La loi d’amnistie diffère de la grâce présidentielle par le fait qu’elle efface la condamnation elle-même. Cette loi selon son contenu peut annuler l’ensemble des condamnations dans une période donnée. C’est dans ce cadre que le député Guy Marius Sagna a adopté une position tranchée en disant non « à une amnistie pour couvrir les crimes de Macky Sall, de ses directeurs, de ses ministres et des membres de sa famille ». L’activiste pointe du doigt les probables crimes économiques et détournements qu’auraient fait les proches du président Macky Sall.

Si l’activiste tient une position claire, ce n’est pas le cas du parti qui a porté sa candidature lors des élections législatives.

Le parti Pastef, à l’instar d’autre parti de l’opposition s’est, jusque-là, abstenu d’aborder publiquement la question. La question semble diviser au sein de l’entité. Un de ses membres les plus éminents propose une autre alternative. Il s’agit de Bassirou Diomaye Faye. Dans un entretien avec Seneweb, ce dernier préconise une solution beaucoup plus simple si le président Macky Sall veut réhabiliter Karim Wade et Khalifa Sall. « Ils avaient modifié le code électoral en 2017 pour introduire cette disposition qui a éliminé Khalifa Sall et Karim Wade. Ils n’ont qu’à réviser les dispositions dudit code pour les rétablir dans leurs droits civiques » a-t-il déclaré.
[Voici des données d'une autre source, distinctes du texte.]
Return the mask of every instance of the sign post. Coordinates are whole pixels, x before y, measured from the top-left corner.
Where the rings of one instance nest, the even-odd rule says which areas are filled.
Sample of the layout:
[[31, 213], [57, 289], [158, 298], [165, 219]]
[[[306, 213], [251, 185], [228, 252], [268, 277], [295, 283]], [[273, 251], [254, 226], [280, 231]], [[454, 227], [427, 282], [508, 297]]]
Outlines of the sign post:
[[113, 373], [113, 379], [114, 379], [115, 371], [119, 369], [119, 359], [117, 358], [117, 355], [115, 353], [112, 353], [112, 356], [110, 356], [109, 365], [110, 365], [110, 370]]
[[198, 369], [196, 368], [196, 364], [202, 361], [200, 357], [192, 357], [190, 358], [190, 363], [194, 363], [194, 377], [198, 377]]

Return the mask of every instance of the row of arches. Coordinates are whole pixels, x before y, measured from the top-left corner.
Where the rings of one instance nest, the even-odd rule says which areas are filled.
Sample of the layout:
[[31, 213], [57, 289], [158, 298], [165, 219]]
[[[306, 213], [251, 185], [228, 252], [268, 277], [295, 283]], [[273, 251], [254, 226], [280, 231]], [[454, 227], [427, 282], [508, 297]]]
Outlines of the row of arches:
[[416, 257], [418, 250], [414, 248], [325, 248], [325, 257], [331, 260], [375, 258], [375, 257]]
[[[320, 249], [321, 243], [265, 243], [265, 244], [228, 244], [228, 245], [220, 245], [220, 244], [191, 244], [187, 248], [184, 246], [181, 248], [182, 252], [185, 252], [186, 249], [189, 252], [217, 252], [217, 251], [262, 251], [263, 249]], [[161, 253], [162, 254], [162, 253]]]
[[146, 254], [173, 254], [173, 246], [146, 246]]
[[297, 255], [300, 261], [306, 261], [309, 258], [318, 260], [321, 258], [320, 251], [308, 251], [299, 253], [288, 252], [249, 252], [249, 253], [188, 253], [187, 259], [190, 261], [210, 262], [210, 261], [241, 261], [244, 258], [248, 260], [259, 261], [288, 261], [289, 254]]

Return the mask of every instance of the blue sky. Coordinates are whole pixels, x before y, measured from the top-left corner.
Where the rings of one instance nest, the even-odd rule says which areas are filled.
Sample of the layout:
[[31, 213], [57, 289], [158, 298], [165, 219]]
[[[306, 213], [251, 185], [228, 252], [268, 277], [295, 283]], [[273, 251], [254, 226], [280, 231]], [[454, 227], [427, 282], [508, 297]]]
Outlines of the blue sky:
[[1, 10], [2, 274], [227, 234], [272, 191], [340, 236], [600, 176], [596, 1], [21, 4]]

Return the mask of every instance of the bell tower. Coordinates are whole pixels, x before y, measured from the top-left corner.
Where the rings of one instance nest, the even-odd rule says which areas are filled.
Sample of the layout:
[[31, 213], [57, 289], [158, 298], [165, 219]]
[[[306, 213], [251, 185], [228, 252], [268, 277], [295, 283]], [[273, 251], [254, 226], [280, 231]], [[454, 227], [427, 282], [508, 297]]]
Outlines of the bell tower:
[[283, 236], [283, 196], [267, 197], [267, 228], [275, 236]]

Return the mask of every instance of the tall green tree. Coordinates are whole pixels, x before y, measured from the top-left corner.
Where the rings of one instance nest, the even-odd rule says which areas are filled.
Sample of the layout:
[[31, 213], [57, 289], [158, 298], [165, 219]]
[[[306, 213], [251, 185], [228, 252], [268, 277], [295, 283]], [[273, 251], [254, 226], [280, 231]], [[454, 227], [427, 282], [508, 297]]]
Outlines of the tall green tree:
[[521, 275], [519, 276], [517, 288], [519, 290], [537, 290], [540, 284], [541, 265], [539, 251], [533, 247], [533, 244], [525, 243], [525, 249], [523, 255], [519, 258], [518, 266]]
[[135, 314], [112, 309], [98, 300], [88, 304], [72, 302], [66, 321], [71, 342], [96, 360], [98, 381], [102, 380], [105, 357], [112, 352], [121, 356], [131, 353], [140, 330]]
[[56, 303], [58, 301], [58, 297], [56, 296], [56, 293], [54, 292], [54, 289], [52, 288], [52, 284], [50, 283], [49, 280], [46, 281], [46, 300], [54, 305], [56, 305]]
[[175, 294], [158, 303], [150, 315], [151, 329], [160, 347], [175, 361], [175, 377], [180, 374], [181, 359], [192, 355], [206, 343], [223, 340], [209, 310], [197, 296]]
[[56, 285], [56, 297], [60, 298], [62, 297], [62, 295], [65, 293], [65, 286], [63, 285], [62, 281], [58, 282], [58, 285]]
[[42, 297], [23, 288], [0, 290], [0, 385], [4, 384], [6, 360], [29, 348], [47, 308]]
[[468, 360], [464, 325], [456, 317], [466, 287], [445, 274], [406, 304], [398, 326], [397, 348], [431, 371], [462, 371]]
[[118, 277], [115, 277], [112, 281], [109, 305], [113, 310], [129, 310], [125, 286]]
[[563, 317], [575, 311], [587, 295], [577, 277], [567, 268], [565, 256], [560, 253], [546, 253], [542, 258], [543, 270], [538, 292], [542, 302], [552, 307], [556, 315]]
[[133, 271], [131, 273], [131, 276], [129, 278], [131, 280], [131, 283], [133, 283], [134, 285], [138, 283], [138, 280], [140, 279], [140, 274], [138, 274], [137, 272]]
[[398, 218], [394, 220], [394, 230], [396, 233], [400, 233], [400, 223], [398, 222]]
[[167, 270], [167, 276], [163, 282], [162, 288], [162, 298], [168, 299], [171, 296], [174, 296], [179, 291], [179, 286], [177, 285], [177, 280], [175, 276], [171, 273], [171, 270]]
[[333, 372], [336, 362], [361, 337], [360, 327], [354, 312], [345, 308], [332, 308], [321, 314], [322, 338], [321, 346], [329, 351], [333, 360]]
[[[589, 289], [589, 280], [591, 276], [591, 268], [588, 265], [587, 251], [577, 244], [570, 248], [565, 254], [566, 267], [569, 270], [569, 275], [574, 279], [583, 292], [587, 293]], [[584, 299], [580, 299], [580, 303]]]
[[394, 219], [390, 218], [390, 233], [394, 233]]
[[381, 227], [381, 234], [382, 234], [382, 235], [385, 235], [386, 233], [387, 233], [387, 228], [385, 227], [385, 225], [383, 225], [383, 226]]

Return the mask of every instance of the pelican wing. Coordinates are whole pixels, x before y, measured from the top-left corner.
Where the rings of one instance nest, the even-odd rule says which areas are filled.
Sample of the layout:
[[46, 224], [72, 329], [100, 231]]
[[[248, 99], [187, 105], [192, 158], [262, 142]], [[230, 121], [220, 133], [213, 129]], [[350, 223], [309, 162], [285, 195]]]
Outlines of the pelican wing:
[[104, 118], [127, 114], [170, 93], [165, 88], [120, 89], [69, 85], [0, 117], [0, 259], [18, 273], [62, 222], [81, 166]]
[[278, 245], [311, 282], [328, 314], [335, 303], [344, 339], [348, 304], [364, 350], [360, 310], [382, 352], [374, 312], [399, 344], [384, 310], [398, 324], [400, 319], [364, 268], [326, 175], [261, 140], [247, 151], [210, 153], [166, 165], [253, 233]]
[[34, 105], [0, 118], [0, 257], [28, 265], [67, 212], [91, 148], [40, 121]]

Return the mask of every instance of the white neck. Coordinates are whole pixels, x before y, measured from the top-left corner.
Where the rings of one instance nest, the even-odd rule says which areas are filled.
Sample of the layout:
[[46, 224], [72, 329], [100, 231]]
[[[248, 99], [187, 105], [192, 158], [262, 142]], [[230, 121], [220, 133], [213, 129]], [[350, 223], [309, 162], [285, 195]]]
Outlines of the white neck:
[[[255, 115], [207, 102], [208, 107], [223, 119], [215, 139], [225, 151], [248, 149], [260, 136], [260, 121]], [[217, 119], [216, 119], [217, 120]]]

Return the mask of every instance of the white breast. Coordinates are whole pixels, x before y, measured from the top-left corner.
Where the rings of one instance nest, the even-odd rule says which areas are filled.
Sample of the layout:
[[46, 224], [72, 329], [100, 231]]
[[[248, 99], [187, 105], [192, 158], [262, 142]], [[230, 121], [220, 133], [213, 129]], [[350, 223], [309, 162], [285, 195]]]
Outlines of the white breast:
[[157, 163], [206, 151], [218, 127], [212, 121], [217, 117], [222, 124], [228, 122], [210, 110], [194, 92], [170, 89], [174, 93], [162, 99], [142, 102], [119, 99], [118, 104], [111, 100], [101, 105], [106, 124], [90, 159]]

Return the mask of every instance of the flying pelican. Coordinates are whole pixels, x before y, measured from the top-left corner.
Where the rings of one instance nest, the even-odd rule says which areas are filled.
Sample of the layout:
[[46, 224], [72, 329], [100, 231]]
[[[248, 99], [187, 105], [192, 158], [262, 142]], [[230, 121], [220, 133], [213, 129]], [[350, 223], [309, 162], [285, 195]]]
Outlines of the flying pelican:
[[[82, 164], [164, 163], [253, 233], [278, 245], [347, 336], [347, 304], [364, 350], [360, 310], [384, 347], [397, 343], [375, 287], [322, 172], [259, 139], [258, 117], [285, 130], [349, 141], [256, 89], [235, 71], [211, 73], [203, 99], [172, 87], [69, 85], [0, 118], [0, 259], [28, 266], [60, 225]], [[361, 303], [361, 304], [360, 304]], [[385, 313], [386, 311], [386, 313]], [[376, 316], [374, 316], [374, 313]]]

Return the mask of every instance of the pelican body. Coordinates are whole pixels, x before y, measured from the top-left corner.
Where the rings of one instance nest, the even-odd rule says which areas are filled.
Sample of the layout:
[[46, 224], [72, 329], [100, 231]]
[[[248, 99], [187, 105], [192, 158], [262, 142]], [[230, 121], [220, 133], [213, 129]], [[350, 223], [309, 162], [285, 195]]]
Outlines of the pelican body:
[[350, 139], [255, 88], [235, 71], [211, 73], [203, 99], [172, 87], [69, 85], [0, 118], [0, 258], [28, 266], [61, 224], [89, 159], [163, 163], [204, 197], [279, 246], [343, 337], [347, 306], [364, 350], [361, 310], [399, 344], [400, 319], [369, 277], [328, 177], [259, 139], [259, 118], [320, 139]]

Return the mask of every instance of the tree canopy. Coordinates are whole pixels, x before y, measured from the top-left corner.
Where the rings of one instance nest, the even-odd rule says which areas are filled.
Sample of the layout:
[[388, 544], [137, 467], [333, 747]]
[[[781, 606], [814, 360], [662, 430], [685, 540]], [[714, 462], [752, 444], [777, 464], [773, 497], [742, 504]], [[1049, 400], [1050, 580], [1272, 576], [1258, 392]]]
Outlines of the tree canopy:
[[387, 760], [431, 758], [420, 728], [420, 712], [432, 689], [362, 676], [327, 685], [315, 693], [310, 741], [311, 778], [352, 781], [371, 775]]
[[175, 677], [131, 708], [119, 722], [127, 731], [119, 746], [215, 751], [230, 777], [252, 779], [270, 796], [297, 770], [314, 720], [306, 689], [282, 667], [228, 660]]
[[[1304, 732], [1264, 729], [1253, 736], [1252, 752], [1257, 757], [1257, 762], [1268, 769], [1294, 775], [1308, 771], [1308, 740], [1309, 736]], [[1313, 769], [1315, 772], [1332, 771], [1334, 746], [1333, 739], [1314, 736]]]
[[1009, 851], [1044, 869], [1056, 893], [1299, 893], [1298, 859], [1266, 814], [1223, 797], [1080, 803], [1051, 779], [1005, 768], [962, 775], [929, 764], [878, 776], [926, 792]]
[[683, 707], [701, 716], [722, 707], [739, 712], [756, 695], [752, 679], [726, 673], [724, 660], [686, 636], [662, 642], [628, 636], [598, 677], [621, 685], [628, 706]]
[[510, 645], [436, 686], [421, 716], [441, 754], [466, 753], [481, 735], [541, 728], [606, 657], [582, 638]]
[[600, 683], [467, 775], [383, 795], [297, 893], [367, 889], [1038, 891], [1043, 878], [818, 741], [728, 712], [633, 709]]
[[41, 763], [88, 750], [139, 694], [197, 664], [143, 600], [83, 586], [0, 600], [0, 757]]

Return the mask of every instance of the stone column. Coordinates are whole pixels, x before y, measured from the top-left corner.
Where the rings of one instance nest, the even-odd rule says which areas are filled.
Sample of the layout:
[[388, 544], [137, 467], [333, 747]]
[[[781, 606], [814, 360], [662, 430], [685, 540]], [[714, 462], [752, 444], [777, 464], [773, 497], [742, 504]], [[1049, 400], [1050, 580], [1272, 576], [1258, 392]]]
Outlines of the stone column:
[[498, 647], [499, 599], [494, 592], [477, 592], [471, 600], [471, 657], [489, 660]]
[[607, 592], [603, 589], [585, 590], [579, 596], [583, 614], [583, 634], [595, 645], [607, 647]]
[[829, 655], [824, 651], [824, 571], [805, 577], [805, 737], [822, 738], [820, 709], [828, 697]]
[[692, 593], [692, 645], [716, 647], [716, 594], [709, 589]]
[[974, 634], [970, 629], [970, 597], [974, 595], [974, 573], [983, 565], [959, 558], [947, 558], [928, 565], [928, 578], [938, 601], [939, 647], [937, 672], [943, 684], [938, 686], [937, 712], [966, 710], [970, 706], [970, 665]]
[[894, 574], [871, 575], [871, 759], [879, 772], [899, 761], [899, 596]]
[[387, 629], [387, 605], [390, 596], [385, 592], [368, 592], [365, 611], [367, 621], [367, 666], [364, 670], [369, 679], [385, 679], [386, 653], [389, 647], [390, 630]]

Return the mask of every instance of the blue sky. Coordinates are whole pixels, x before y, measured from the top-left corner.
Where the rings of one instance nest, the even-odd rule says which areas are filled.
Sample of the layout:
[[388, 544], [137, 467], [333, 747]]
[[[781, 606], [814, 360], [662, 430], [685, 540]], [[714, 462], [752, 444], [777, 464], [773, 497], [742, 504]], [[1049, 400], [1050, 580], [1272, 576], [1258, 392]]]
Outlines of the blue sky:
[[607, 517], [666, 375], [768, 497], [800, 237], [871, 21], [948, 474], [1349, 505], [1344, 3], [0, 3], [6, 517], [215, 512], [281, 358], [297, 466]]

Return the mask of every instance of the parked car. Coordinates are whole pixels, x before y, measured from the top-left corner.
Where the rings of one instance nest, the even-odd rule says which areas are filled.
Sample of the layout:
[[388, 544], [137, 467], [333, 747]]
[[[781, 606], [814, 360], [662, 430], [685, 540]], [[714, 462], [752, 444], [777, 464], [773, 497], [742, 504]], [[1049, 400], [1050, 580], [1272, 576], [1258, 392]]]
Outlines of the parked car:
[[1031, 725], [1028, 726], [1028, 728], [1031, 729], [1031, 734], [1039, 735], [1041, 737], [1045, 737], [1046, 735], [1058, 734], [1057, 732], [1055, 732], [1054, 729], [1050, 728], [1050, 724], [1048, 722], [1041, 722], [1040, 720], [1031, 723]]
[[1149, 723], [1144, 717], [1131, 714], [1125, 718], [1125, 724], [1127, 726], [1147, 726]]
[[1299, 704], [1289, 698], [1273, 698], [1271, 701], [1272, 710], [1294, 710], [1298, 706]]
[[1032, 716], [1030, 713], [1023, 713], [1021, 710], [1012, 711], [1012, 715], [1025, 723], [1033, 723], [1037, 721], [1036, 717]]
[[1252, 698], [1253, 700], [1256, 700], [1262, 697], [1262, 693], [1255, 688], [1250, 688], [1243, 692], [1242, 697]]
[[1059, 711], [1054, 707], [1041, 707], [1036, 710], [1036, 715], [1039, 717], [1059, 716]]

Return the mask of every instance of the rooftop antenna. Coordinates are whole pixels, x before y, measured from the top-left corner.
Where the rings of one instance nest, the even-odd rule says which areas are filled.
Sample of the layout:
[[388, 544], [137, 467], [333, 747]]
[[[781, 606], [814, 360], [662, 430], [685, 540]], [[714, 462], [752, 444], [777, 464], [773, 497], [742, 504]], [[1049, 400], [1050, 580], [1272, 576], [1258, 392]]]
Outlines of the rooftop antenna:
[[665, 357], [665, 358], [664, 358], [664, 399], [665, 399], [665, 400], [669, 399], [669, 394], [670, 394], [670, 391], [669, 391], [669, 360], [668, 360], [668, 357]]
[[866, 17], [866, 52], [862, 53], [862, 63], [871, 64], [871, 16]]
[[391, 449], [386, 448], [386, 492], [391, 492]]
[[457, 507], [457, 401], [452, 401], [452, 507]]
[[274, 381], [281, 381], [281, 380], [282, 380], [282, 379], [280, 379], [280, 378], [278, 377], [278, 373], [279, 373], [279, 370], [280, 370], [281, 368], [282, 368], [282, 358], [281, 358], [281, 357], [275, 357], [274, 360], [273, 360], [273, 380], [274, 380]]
Toutefois, un malaise risque de s’installer si jamais le président de la République décide de maintenir ce projet de loi. Les « Patriotes » devront être obligés de choisir entre la réhabilitation de leurs alliés et la tenue de la promesse de reddition des comptes. « Quand j’arriverai au pouvoir en 2024, tous les voleurs iront en prison ». Ces paroles ont été prononcées par le chef de file des « Patriotes » lors du lancement du mouvement des sages de son parti. Et pour Mamadou Sy Albert, « le Pastef a tout intérêt de rester cohérent dans ses positions ». Même dans le cas où Khalifa Sall et Karim Wade risquent de ne pas retrouver leurs libertés civiques et politiques, l’analyste considère toutefois, qu’il peut y avoir un moyen pour le Pastef de sortir de ce dilemme. « Si la loi, telle que formulée, protège des criminels appartenant au régime actuel, le Pastef peut faire des amendements pour obtenir une modification afin que la loi soit circonscrite dans le cadre strictement de restaurer les libertés civiles et politiques de Karim et de Khalifa » explique Mamadou Sy Albert.

Pour rappel, le leader de Pastef a toujours défendu le fait que Khalifa Sall et Karim Wade devraient pouvoir participer librement à des élections. Reste à voir maintenant si Ousmane Sonko gardera sa logique au détriment de l’intérêt de ses alliés.